Les sociétés posent quotidiennement des actes juridiques. Elles concluent des contrats, signent des bons de commande, engagent et licencient du personnel… Une société n’est cependant pas une personne physique capable de poser elle-même ces actes (juridiques) ou de signer les documents y afférents. À cet effet, la société doit pouvoir compter sur des personnes physiques qui posent ces actes en son nom, autrement dit, qui la représentent. La question qui se pose est la suivante : comment déterminer/vérifier qui est habilité à représenter la société? Nous nous concentrerons sur les deux formes de société les plus répandues en Belgique, à savoir la société anonyme (SA)[1] et la société à responsabilité limitée (SRL).

Quelle est l’importance d’une représentation correcte?
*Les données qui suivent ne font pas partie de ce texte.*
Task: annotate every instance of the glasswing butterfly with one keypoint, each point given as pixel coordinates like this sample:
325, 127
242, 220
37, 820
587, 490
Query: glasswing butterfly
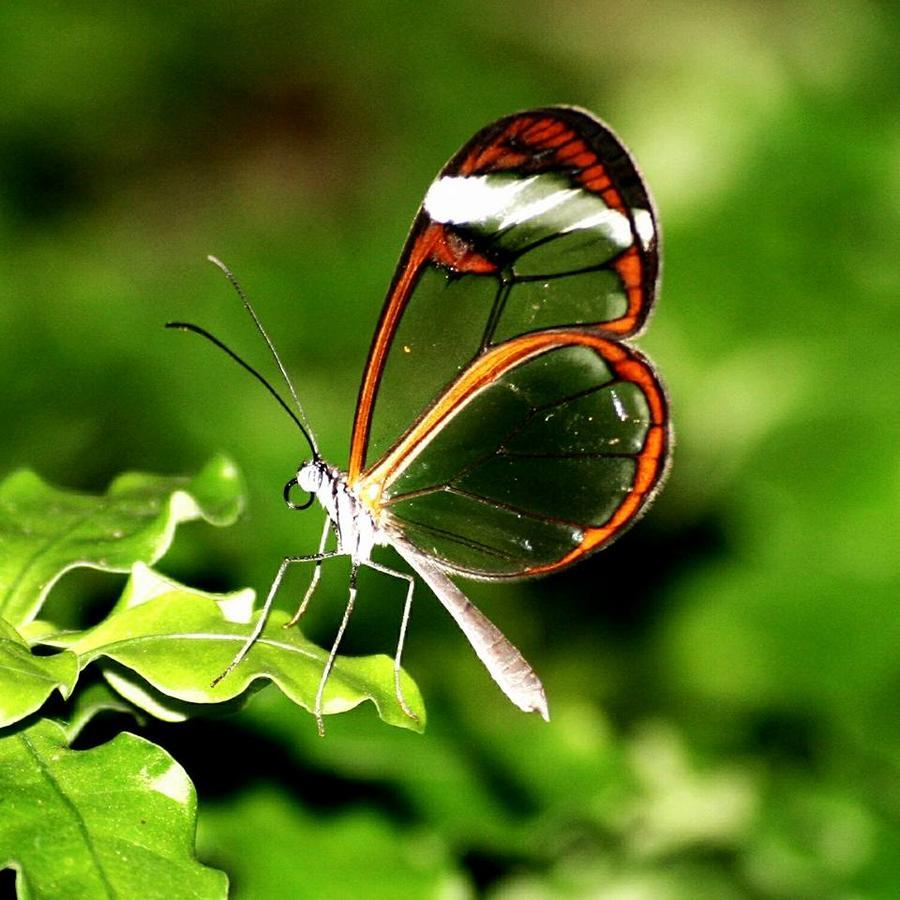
504, 427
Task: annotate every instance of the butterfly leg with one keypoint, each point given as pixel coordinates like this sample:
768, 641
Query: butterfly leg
329, 665
407, 608
267, 606
317, 574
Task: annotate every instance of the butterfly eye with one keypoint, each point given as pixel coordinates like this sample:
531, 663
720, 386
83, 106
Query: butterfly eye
287, 496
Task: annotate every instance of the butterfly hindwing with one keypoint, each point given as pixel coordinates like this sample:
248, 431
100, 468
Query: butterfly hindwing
502, 426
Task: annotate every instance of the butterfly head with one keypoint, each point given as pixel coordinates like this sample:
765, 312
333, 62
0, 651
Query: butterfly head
310, 477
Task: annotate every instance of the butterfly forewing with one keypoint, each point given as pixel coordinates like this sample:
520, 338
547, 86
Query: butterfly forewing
536, 435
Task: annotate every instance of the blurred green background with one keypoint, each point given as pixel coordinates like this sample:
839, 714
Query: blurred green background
724, 681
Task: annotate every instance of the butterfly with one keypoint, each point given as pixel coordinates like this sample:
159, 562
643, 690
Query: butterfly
505, 427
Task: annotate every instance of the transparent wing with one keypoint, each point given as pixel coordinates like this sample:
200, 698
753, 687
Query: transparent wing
544, 449
541, 221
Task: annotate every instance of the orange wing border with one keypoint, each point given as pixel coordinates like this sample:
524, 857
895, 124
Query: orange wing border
565, 139
624, 362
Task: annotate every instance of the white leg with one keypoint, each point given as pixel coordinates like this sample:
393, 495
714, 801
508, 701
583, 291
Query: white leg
267, 606
329, 665
407, 607
317, 574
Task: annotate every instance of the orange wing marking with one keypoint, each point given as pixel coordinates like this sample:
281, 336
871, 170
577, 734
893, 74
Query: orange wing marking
490, 366
435, 244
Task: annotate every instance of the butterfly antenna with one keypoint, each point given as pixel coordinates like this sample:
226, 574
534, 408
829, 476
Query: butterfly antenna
259, 327
196, 329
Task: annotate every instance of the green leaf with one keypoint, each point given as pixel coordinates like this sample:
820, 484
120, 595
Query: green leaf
178, 640
274, 847
114, 821
46, 531
26, 680
90, 701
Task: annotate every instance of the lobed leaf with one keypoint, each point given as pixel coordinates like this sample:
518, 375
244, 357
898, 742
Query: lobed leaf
178, 640
114, 821
46, 531
26, 680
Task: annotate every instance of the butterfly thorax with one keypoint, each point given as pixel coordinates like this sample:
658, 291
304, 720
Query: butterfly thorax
356, 529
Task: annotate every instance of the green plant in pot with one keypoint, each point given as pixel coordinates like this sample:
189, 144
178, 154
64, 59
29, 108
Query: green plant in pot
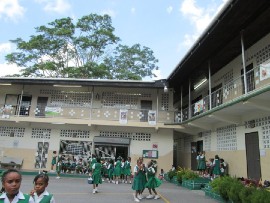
221, 185
235, 191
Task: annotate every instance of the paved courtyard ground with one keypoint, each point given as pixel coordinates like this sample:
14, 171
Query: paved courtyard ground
76, 190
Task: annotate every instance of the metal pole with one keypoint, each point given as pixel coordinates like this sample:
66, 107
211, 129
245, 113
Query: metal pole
157, 106
181, 107
210, 91
244, 61
189, 100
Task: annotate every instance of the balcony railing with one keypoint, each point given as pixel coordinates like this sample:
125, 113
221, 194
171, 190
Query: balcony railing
86, 113
227, 93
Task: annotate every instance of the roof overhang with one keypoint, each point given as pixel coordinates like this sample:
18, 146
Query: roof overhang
82, 82
221, 41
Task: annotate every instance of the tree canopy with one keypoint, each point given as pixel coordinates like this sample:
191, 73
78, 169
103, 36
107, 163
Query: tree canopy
85, 49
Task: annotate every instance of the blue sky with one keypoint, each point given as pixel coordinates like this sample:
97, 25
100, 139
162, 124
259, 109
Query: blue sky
168, 27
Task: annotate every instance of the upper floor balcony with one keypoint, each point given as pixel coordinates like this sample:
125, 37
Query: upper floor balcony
257, 82
99, 106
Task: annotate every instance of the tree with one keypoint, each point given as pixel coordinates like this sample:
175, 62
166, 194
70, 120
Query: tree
87, 49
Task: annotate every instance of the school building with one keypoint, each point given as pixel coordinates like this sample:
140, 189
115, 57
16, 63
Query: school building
215, 100
221, 89
78, 118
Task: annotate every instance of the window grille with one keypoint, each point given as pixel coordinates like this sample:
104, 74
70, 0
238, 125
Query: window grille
11, 131
39, 133
226, 138
75, 133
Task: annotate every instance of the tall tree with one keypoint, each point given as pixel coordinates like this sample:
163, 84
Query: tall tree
86, 49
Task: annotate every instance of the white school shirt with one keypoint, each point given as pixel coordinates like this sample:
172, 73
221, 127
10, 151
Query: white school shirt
39, 198
16, 198
136, 168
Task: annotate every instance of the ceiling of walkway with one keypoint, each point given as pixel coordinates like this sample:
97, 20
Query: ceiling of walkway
221, 42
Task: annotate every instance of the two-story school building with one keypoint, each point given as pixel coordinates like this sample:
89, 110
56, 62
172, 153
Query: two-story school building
217, 100
222, 92
78, 118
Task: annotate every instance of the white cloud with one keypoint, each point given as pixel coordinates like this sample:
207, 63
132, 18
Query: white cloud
5, 47
9, 69
169, 9
109, 12
133, 10
199, 17
11, 10
57, 6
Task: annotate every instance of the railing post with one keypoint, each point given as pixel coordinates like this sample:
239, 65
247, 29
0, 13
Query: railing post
189, 99
210, 88
181, 107
244, 61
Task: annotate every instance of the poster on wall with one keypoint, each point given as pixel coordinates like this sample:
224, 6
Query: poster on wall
264, 71
198, 107
151, 154
152, 117
52, 111
123, 116
41, 155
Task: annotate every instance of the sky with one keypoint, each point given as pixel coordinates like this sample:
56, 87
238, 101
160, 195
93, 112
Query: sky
168, 27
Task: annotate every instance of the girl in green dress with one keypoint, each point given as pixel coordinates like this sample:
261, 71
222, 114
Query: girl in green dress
216, 166
127, 170
96, 175
153, 182
53, 160
138, 183
117, 170
202, 163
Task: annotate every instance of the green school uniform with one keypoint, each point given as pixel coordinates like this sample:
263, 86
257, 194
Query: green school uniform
97, 173
139, 180
216, 169
153, 182
127, 170
117, 169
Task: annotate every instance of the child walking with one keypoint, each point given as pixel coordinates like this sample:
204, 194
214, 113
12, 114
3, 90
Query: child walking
138, 181
96, 175
39, 193
11, 183
153, 182
127, 170
58, 168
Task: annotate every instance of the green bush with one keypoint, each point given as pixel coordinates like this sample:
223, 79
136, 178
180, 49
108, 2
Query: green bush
260, 196
190, 175
171, 174
180, 173
234, 191
221, 185
246, 193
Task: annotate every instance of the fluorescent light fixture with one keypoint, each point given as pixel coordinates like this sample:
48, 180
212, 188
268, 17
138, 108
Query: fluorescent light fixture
200, 83
67, 85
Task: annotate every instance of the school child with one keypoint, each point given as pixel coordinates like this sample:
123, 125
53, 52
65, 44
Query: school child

Une représentation correcte est très importante, tant pour la société elle-même et pour ceux qui la représentent que pour les tiers qui contractent avec elle.
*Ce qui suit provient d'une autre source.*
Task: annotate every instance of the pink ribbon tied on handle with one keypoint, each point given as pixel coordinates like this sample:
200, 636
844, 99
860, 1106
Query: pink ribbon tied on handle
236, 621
Une société incorrectement représentée peut en subir des conséquences préjudiciables. La jurisprudence du Conseil d’État offre de nombreux exemples de recours introduits par des sociétés qui se sont senties lésées lors d’adjudications publiques, dont les offres ont été déclarées irrecevables en raison d’une représentation incorrecte de la société, soit lors de la participation à l’appel d’offres, soit lors de l’introduction du recours devant le Conseil d’État.

Un représentant qui outrepasse sa compétence engage par ailleurs sa responsabilité personnelle. Si la société incorrectement représentée devait subir des dommages du fait de cet excès de pouvoir (par exemple des frais d’avocat), elle pourrait, dans certains cas, se retourner contre le représentant. Il se pourrait également que la société décide de révoquer le mandat du représentant pour rupture de confiance. Il n’est en outre pas à exclure que certaines circonstances puissent engager la responsabilité du représentant envers des tiers lésés.
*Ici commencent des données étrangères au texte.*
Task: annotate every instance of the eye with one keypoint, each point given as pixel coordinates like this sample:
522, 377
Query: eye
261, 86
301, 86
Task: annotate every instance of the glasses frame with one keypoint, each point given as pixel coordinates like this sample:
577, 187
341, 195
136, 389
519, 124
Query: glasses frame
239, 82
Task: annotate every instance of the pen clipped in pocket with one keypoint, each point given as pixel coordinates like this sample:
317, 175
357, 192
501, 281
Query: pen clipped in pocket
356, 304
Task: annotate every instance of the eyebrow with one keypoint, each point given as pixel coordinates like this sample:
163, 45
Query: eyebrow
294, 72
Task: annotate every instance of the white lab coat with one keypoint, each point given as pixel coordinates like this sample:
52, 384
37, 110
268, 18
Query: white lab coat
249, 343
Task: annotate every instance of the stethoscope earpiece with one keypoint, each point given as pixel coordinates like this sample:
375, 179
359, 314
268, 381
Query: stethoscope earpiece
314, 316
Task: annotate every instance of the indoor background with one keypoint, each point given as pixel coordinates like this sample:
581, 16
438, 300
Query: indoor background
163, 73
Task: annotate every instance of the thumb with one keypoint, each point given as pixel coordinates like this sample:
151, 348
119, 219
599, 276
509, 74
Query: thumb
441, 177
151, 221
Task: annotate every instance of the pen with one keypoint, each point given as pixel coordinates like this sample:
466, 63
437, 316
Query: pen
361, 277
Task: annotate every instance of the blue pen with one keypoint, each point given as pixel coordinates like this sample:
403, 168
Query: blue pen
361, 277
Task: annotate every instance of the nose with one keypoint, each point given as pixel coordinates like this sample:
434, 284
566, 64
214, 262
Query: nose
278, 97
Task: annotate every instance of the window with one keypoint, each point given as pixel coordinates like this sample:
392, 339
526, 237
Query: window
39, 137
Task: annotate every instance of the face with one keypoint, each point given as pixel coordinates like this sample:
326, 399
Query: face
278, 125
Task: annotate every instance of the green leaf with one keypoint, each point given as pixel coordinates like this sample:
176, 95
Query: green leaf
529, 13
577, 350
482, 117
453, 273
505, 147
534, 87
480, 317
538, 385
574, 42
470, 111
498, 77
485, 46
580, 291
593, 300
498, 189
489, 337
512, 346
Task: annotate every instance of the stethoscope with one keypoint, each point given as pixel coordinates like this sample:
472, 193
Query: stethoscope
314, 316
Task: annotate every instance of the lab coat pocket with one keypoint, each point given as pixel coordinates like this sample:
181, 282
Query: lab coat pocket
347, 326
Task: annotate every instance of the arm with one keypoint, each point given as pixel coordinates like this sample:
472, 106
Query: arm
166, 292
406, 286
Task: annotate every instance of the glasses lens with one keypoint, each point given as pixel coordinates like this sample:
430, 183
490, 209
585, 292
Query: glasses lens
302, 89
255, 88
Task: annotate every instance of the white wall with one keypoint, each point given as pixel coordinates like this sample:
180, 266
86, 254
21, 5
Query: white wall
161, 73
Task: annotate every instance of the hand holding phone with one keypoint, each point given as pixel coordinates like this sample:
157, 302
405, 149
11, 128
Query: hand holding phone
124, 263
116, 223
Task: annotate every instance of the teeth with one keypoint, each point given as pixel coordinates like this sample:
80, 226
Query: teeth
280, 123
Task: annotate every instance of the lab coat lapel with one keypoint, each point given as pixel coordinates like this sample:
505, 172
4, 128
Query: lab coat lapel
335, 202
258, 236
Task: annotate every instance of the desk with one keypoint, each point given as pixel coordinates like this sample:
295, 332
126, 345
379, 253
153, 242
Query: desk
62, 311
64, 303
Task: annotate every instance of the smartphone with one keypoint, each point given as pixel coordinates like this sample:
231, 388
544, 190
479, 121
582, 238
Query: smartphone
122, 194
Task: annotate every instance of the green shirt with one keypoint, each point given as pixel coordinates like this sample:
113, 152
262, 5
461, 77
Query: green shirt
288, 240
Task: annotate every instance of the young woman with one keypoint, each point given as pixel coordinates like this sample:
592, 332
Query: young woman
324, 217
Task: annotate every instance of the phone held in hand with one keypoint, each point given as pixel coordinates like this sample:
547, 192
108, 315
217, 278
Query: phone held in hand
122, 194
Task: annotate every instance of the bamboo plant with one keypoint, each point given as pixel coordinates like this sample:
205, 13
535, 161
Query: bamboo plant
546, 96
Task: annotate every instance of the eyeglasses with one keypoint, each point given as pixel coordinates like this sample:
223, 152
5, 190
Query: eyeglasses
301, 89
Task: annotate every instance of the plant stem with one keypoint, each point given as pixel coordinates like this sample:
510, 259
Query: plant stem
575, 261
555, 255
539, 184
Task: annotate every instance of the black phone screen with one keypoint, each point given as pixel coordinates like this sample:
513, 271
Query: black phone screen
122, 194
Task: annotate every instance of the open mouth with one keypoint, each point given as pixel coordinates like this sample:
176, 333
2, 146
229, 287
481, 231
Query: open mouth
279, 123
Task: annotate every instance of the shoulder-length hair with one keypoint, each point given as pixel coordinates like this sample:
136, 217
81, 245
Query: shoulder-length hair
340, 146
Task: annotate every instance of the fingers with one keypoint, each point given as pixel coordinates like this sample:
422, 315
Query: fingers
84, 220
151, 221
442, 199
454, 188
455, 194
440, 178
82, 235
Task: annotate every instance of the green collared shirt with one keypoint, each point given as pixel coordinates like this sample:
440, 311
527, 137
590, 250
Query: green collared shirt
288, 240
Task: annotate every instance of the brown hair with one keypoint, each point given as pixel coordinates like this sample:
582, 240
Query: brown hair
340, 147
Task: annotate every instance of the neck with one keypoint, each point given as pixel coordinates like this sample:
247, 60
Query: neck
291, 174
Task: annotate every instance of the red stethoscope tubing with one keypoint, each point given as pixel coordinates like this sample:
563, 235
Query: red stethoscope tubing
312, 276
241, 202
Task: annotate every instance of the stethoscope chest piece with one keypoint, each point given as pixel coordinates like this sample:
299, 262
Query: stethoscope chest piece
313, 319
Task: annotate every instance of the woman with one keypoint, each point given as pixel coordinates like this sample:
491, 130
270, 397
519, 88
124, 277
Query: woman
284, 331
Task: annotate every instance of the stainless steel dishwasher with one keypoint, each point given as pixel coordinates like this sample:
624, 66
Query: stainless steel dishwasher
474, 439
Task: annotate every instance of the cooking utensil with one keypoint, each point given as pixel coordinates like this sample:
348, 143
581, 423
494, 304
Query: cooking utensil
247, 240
Pour les tiers qui contractent avec la société, il est tout aussi important de s’assurer que leur cocontractant soit correctement représenté. En cas de représentation incorrecte, la société avec laquelle ils contractent n’est en effet pas valablement engagée et la société a la possibilité de ne pas respecter le contrat conclu. Cela peut évidemment avoir des conséquences néfastes pour le cocontractant (par exemple en raison de commandes annulées, de prestations déjà réalisées qui pourraient rester impayées).

Comment une société peut-elle être valablement représentée ?

Société anonyme (SA)

Depuis l’introduction du Code des sociétés et des associations, les statuts peuvent prévoir qu’une SA est administrée par un seul administrateur. Dans ce cas, la situation est évidemment très simple, puisque la signature unique de l’administrateur suffira pour représenter la société.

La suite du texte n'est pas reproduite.